Учитывая данное предположение, в публикациях нами  сообщалась идея о целесообразности сопоставлении ряда показателей состояния среды с состояниями  организма. Последние оценивались по степени их энтропии – показателю, взятому из закона термодинамики. Нам представляется, что по нему имеется возможность трактовать степень упорядоченности / неупорядоченности структур и функций как в организме, так и в среде. Под такой общей оценкой «состояний» подразумевается более эффективное использование определённых фракций гуминовых веществ, иначе говоря, применения  наиболее открытых и широких входов информации от неживого (биокосного) вещества в физиологические структуры организма. Следует напомнить, что при использовании выпускаемых нами гуминовых препаратов в виде торфяных лечебных грязей, торфяных минеральных вод и гелей, в местах терапевтического воздействия на них.  Другими словами, именно здесь,  в местах соединения двух сред, имеющих как соответствующее лечебное сходство, так и различие, начинаются и происходят обменные процессы, о которых мы повествуем ниже.

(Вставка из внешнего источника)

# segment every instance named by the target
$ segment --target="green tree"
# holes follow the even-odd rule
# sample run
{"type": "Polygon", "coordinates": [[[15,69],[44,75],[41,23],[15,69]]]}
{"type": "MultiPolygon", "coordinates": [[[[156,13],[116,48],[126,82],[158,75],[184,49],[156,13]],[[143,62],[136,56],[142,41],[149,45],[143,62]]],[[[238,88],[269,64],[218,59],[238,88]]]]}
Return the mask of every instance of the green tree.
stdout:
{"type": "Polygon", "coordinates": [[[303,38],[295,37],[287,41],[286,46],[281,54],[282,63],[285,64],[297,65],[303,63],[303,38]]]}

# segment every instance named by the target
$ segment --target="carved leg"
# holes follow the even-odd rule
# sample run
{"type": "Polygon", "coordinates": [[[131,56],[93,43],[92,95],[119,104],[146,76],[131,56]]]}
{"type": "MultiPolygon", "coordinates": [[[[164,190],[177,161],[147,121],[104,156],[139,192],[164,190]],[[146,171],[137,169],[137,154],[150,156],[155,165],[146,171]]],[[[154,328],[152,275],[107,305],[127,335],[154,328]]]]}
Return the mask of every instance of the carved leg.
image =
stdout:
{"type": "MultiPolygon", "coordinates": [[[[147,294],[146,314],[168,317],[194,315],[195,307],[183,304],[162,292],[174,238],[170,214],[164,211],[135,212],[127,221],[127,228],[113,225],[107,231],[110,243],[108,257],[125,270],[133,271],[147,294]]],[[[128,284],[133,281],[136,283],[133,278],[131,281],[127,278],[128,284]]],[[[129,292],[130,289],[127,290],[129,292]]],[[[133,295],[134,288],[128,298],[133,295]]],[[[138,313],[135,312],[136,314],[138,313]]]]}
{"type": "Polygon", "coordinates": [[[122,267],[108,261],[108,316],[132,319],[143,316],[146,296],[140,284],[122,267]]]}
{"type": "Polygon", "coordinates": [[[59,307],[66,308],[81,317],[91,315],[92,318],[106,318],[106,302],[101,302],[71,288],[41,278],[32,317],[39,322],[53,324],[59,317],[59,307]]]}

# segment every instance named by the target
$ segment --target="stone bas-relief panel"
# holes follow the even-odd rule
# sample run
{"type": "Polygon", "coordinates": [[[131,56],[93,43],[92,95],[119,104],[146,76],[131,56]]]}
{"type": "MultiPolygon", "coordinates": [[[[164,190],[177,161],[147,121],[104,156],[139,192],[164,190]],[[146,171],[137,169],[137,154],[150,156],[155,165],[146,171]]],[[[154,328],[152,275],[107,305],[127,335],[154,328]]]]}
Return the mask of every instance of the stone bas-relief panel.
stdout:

Чем привлекательны для нас природные лечебные факторы, будь-то минеральные воды, или субстанции из земельно-водных залежей? Во-первых, своей открытостью для живых структур. Живой организм  воспринимает их как «своих», близких, например, по химическому составу. В структуре ГК, ФК, ГМ находятся те же элементы, что и в теле человека: аминокислоты, жироподобные вещества (липиды),  углеводы., ферменты, различные катионы и анионы, активные гидроксильные, карбоксильные, фенольные группы и вещества других категорий. В лечебных минеральных  и торфяных органических водах присутствуют многочисленные минеральные соли и структура этих вод благоприятно воспринимается живой тканью. Да и внешняя консистенция природных средств схожа с живым веществом – лечебные грязи как естественные природные, так и модифицированные, по структуре приближены к гелям, студням, коллоидным взвесям, которые характерны и для  структур кожного покрова.
Во вторых, - безопасностью пользования при соблюдении  определённых правил. Такие среды организм не отвергает, при взаимодействии с ним не включает защитные механизмы, а наоборот, способствует их проникновению в себя. Например, происходит расширение кожных капилляров, что приводит к лучшему кровоснабжению, раскрываются кожные поры, через которые происходит выброс ненужных веществ, или забор лечебных вод и микро-  наночастиц лечебных грязей, в том числе,  и их ГВ в подлежащие ткани. Курортное использование природных или преформированных лечебных факторов положительно сказывается на функционировании нервной, сердечно -  сосудистой, дыхательной  систем, органов пищеварения и  др.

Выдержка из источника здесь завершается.